Note        : Must have min 10+ years of experience in IT, looking for H1B candidates – visa copy and passport number are mandatory.

 

Job Description

Overview:

Seeking an experienced Senior ETL Pipeline Engineer with strong expertise in building scalable, cloud-agnostic data pipelines using modern data engineering tools and platforms. This role involves end-to-end ownership of ETL development, from design through deployment, in a containerized and orchestrated environment.
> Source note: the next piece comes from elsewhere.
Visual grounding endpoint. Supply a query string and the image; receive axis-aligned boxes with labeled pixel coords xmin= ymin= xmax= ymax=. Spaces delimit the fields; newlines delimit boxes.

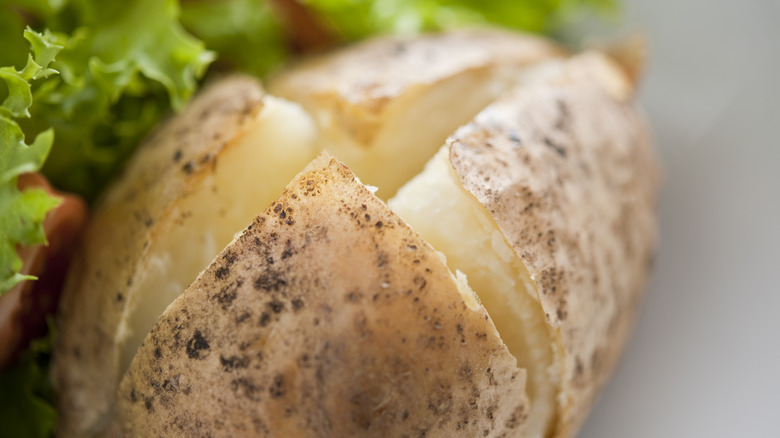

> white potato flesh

The ideal candidate is comfortable working across multi-cloud and hybrid infrastructures, integrating diverse data sources, and supporting long-term data initiatives.

 

Key Responsibilities:

  • Design, develop, and manage robust ETL pipelines using Python and Apache Spark to process large-scale datasets across structured, semi-structured, and unstructured formats.
  • Containerize ETL workflows using Docker for portability and deploy them using Kubernetes for scalability and fault tolerance.
  • Leverage Apache Airflow for orchestrating and scheduling complex data workflows.
  • Build and maintain cloud-agnostic pipelines capable of running in multi-cloud or hybrid (cloud + on-premises) environments.
  • Integrate data from a variety of sources, including Hadoop ecosystem, RDBMS, NoSQL databases, REST APIs, and third-party data providers.
  • Work with data lake architectures and technologies such as Amazon S3, Trino, Presto, and Athena to support analytics and reporting use cases.
  • Implement CI/CD practices to automate the deployment and update processes for ETL pipelines.
  • Collaborate with cross-functional teams to align pipeline design with business and data architecture goals.
  • Monitor pipeline health, performance, and cost-efficiency; troubleshoot and resolve issues proactively.
  • Document pipeline architecture, operational playbooks, and best practices.
  • (Preferred) Contribute to infrastructure automation using Infrastructure as Code (IaC) tools.

 

Requirements:

  • Strong proficiency in Python and hands-on experience with Apache Spark for data transformation.
  • Deep understanding of Docker and Kubernetes for containerized deployments.
  • Experience with AWS Cloud and willingness to work across other cloud platforms as needed.
  • Solid experience with Apache Airflow or equivalent orchestration tools.